Ensuite, Alex Lainé distingue avec pertinence les finalités des modèles formatifs de l’histoire de vie, tout en soulignant leurs points communs : si le modèle desrochien porte "le souci d'aider celui qui le consulte à identifier le projet qui est le sien", celui de Gaston Pineau est une démarche d'auto-formation visant "l'identification à la fois de ce que j'ai appris de ma vie et de la manière dont je l'ai appris" 982 . On peut comprendre ainsi les raisons pour lesquelles Desroche n'a pas été reconnu à la hauteur de ses travaux en formation d'adultes : la méthode d'histoire de vie qu'il a fondée se situe en amont ou en préalable de la formation et constitue le maillon d'un modèle éducatif plus large. N’ayant pas de finalité directe et exclusive d’acquisition de savoir puisque centrée sur l’élaboration d’un projet d’étude, donc moins opérationnelle à l’intérieur d’une situation de formation, l’approche desrochienne pouvait, néanmoins, parfaitement s'adapter et s’appliquer à cet amont de la formation que représente l'orientation professionnelle des adultes, et à sa visée d’aide à l’élaboration de projet professionnel.
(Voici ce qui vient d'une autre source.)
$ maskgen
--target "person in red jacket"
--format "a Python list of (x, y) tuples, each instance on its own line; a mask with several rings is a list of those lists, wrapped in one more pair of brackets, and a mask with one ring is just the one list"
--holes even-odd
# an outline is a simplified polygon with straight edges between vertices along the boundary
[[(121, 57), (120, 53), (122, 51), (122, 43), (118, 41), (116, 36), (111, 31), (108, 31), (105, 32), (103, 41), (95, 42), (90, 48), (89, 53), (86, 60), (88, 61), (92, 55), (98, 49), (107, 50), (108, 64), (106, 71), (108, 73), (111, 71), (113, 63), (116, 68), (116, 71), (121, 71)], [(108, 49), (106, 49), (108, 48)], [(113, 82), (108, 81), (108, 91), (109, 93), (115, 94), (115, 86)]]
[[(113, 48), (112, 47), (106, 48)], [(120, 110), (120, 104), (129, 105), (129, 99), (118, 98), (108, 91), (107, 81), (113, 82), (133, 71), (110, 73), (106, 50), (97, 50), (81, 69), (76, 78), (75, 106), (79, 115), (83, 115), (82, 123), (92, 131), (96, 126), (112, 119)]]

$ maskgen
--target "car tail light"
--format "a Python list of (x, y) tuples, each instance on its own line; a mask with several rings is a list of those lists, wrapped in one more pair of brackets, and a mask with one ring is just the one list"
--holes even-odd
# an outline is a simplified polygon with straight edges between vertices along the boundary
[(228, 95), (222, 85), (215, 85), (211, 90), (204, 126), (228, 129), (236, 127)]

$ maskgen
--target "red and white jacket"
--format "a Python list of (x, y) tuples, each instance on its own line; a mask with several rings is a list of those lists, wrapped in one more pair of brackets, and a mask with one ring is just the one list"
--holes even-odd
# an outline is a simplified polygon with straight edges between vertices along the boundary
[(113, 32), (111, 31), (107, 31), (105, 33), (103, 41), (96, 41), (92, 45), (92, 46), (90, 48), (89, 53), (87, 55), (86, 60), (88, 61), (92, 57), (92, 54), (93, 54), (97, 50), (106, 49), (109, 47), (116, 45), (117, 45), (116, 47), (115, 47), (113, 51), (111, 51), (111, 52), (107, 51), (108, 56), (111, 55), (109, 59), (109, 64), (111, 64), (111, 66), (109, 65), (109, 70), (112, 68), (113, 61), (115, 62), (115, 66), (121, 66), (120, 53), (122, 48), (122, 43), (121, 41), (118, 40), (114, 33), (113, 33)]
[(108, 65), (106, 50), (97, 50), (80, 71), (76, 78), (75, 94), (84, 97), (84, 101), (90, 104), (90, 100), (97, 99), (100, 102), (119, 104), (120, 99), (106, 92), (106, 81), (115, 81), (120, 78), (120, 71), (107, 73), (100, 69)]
Assez rapidement, les animateurs des MIFE se sont engagés dans cette application 983 .

Notes
973.

Maisons de l’Information sur la Formation, Ministère des Affaires Sociales/Délégation à la Formation Professionnelle, Op. cit.

974.

Henri DESROCHE, "Orientation vocationnelle comme conduite maïeutique", in revue Réalités familiales, Décembre-janvier1992, pp. 20-23. Par ce titre, le professeur faisait référence implicitement à l'expérience des centres vocationnels, expression des MIFE en Rhône-Alpes, chargées par le Conseil régional de la gestion du dispositif d'orientation par alternance, l'emploi vocationnel, que nous avons déjà évoqué.

975.

En effet, si Henri Desroche est cité dans nombre d'articles et a publié dans les revues spécialisées de la formation des adultes, les auteurs de référence sur ce thème (Cf. Jean POIRIER, Simone CLAPIER-VALLADON, Paul RAYBAUT, Les récits de vie, théorie et pratique, Paris, PUF, 1983, 238 p.) ne semblent absolument pas connaître ses travaux, tout en consacrant un chapitre entier à la maïeutique sociale, expression chère à Desroche. De même, l'ouvrage sur l'histoire de vie publié dans une collection très diffusée dans les milieux de la formation (Cf. Pierre MICHARD, Arlette YATCHINOVSKY, Histoire de vie, Une nouvelle approche pour repenser sa vie autrement, Paris, ESF éditeur, Collection Formation permanente et sciences humaines, 1995, 117 p.+ 50 p. exercices), ne fait aucune mention du nom de Desroche ni dans sa bibliographie, ni dans la description des méthodes. Peut-on interpréter ce silence comme le résultat d'une simple ignorance ou d'une omission fortuite, de toute façon regrettable ?

976.

Gaston PINEAU et Guy JOBERT, Histoires de vies, Actes d'un symposium à l'université de Tours, Tome 1 Utilisation pour la formation ; tome 2 Approches pluridsciplinaires, Paris, Éd. L'Harmattan,1989,

977.

Alex LAINÉ, Faire de sa vie une histoire, Théories et pratiques de l'histoire de vie en formation, Paris, Desclée de Brouwer,1998, p.98. Alex Lainé mentionne deux autres théoriciens de l'histoire de vie en formation comme des successeurs aux deux pionniers : Pierre Dominicé, professeur à l'université de Genève, et Guy de Villers, professeur à l'université de Louvain-La-Neuve en Belgique. Ces deux chercheurs se situent davantage dans la lignée de Gaston Pineau, pour qui "la démarche histoire de vie (..) est envisagée comme étant en elle-même un apprentissage et un acte formateur". (Cf. Alex Lainé, Op. cit. , p.99.)

978.

Alex LAINÉ, Op. cit. p.64.

979.

Pierre BOURDIEU, Raisons pratiques, Paris, Seuil, 1994.

980.

Pierre BOURDIEU, La misère du monde, Paris, Seuil, 1993, p. 11. On peut remarquer dans cet ouvrage que chaque récit est précédé par un récit analytique du chercheur, s'interposant en priorité entre le récit de la personne et le lecteur.

981.

Gaston PINEAU, Temps et contre-temps en formation permanente, Paris, Editions Universitaires, UNMFREO, Altérologie/Mesonance, 1986, p.123.

982.

Alex LAINÉ, Op. cit., p.99.

983.

Henri Desroche l’avait d’ailleurs pressenti quelques années plus tôt, au milieu des années 80, et, assumant encore ses fonctions de directeur du Collège coopératif de Paris, il avait suggéré une collaboration avec la MIFE de Savoie lors des contacts réguliers qu’il avait avec le directeur. Mais, engagés dans le suivi de leur expérimentation, les animateurs n’étaient pas sans doute pas encore prêts pour se lancer dans cette nouvelle recherche-action.